A literary discussion in the second Gallery
What time is it please?
I think they're wonderful. They're often very funny and full of beautifully observed images of human character, behaviour and facial expression (obviously quite exaggerated as they're caricatures). Plus they're just great drawings.
They remind me very strongly of Dickens—pompous lawyers, for example (see below). And Daumier—like Dickens—sometimes depicted tragic events without any humour, just moral outrage, as in the second lithograph here which Baudelaire said showed Daumier was "really a great artist".

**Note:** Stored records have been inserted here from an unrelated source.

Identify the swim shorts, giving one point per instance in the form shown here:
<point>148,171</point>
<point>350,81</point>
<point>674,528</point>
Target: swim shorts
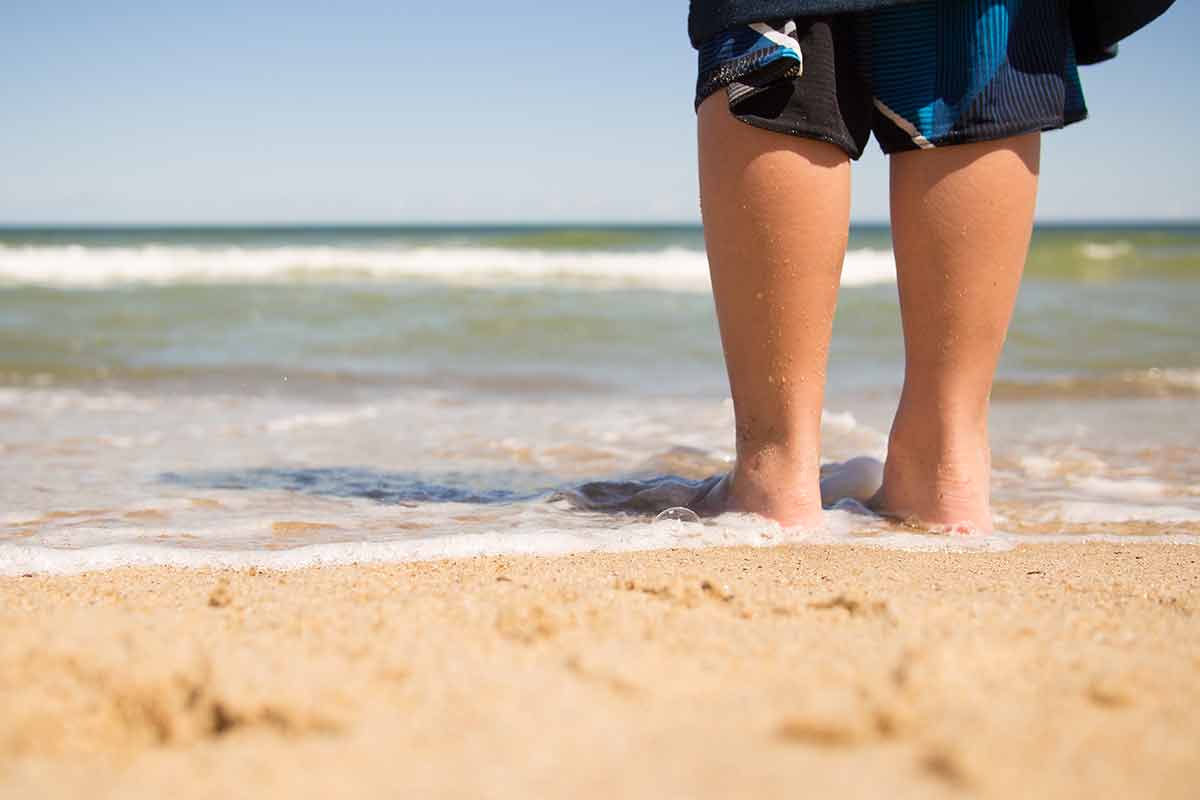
<point>919,76</point>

I dug out my collection of Baudelaire's essays last night and he writes about Daumier at length in "Some French Caricaturists". Here's a snippet:
"To conclude, Daumier extended greatly the limits of his art. He has made a serious art of it; he is a great caricaturist. To assess his true worth, he needs to be analysed both as an artist and as a moralist. As artist, Daumier's distinguished mark is sureness of hand. He draws like the great masters. His drawing is rich and flowing, it is an uninterrupted improvisation and yet it is not just
chic. He has a a wonderful and almost divine visual memory, which takes the place of the model. All his figures stand firmly and are faithfully portrayed in movement. His gift of observation is so sure that it would be quite impossible to find in his drawings a single head that does not seem to fit on the body that carries it. A given nose, a given forehead, an eye, foot hand;
it is all the logic of the scholar transplanted into a light and fleeting art, which competes with the mobility of life itself."